Muno made his major-league debut on April 17, 2015 as a pinch-hitter, recording a single off Marlins' reliever Sam Dyson for his first major league hit. He then stole second base. In 2015 Muno tied a Mets record with three errors in one game. He was outrighted off the Mets roster on August 31, 2015. He began 2016 with the Las Vegas 51s before being released on June 28.

===Chicago White Sox===
On July 1, 2016, Muno signed a minor league contract with the White Sox. After batting .211 in 33 games for the Charlotte Knights, he was released on August 17.

===Miami Marlins===
On August 20, 2016, Muno signed a minor league contract with the Miami Marlins. In 8 games for the Double–A Jacksonville Suns, he batted .222/.364/.222 with no home runs or RBI. Muno elected free agency following the season on November 7.

===Southern Maryland Blue Crabs===
On February 20, 2017, Muno signed a minor league contract with the Detroit Tigers. He was released prior to the start of the season on March 25.

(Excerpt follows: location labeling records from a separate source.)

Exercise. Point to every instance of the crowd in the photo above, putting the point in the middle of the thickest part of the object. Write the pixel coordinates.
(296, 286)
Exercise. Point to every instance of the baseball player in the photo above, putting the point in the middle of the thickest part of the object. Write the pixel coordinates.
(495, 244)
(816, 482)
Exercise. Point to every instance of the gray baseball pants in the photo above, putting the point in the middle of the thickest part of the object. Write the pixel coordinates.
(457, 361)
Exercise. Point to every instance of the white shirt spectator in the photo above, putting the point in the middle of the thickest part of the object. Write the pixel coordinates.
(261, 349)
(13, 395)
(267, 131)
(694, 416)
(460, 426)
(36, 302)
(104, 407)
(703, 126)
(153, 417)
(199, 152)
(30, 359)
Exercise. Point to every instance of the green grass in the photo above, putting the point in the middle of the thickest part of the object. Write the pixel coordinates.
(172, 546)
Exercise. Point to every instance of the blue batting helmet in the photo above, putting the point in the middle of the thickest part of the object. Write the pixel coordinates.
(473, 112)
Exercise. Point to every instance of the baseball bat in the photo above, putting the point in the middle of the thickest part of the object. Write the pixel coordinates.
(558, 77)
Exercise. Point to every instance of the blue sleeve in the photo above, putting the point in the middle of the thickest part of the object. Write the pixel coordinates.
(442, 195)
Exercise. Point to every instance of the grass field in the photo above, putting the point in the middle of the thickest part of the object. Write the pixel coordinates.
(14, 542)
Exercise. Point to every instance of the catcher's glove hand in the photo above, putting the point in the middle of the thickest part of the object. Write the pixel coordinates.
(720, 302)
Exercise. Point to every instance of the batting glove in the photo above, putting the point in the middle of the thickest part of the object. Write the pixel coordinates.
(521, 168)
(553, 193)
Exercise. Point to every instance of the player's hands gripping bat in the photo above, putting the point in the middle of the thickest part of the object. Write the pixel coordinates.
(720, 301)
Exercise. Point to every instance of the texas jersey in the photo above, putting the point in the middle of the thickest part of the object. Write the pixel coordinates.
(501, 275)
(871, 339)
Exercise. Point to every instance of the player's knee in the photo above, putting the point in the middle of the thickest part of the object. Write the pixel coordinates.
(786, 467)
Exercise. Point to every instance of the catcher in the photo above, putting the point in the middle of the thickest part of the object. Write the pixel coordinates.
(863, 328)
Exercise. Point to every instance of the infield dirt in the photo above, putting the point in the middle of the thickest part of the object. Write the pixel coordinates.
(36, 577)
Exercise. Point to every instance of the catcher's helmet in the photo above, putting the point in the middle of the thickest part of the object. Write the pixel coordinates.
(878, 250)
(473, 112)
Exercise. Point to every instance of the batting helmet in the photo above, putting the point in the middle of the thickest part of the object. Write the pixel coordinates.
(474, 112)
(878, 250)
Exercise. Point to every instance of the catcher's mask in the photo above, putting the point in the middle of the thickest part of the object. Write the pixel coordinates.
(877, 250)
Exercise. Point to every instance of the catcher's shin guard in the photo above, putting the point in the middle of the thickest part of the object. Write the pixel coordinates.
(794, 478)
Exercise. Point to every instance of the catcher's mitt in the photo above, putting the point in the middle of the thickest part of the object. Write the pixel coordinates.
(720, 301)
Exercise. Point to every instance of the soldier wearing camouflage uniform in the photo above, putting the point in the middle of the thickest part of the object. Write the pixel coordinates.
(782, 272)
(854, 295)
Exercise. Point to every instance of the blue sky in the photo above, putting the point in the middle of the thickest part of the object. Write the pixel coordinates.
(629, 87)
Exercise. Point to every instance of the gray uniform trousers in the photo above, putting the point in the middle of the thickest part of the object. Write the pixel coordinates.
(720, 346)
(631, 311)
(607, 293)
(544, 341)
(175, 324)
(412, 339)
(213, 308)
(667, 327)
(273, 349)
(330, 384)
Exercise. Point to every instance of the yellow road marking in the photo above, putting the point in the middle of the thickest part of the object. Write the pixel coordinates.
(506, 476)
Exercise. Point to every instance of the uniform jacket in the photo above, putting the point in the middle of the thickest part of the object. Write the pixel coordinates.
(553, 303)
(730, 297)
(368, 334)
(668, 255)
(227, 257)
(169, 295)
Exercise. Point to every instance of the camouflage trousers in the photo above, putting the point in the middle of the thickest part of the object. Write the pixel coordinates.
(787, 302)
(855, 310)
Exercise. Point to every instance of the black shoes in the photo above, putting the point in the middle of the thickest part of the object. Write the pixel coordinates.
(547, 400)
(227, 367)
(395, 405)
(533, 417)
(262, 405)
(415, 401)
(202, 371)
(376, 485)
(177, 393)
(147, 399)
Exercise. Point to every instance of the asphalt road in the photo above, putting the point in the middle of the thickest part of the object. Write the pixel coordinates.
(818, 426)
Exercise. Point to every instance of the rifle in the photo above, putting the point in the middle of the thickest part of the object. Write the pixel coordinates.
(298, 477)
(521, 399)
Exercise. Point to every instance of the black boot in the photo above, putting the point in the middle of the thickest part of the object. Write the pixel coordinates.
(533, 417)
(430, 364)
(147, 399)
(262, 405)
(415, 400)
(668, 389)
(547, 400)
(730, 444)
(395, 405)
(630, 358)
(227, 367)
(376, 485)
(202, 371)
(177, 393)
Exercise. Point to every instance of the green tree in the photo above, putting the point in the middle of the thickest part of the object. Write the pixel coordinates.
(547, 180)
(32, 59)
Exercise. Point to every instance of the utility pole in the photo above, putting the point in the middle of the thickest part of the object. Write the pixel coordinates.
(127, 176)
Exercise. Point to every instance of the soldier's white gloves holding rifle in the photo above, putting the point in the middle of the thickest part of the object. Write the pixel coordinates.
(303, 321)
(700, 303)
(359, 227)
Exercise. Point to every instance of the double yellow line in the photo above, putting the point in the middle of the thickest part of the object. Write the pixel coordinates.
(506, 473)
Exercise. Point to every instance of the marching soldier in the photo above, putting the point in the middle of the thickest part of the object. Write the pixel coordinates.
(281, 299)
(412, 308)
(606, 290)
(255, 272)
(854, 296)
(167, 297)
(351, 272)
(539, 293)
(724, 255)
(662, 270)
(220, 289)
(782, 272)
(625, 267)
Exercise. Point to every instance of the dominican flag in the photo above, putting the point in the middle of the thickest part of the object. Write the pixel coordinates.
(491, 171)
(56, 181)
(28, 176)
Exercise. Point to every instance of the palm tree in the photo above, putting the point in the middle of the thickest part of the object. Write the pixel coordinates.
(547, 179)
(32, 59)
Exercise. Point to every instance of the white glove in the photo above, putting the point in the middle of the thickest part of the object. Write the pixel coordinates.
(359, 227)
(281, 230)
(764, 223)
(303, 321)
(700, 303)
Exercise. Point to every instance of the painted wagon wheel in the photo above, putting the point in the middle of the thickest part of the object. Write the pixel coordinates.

On April 6, 2017, Muno signed with the Southern Maryland Blue Crabs of the Atlantic League of Professional Baseball. In 18 games he hit .254/.429/.390 with one home run, four RBI, and four stolen bases.

===Seattle Mariners===
On May 11, 2017, Muno had his contract purchased by the Seattle Mariners.

Muno re–signed with the Mariners organization on a minor league contract on October 30, 2017. He played in 62 games for the Triple–A Tacoma Rainiers, hitting .195/.321/.265 with one home run and 23 RBI. Muno elected free agency following the season on November 2, 2018.

Muno joined the Tacoma Rainiers front office as a sales manager following the 2018 season.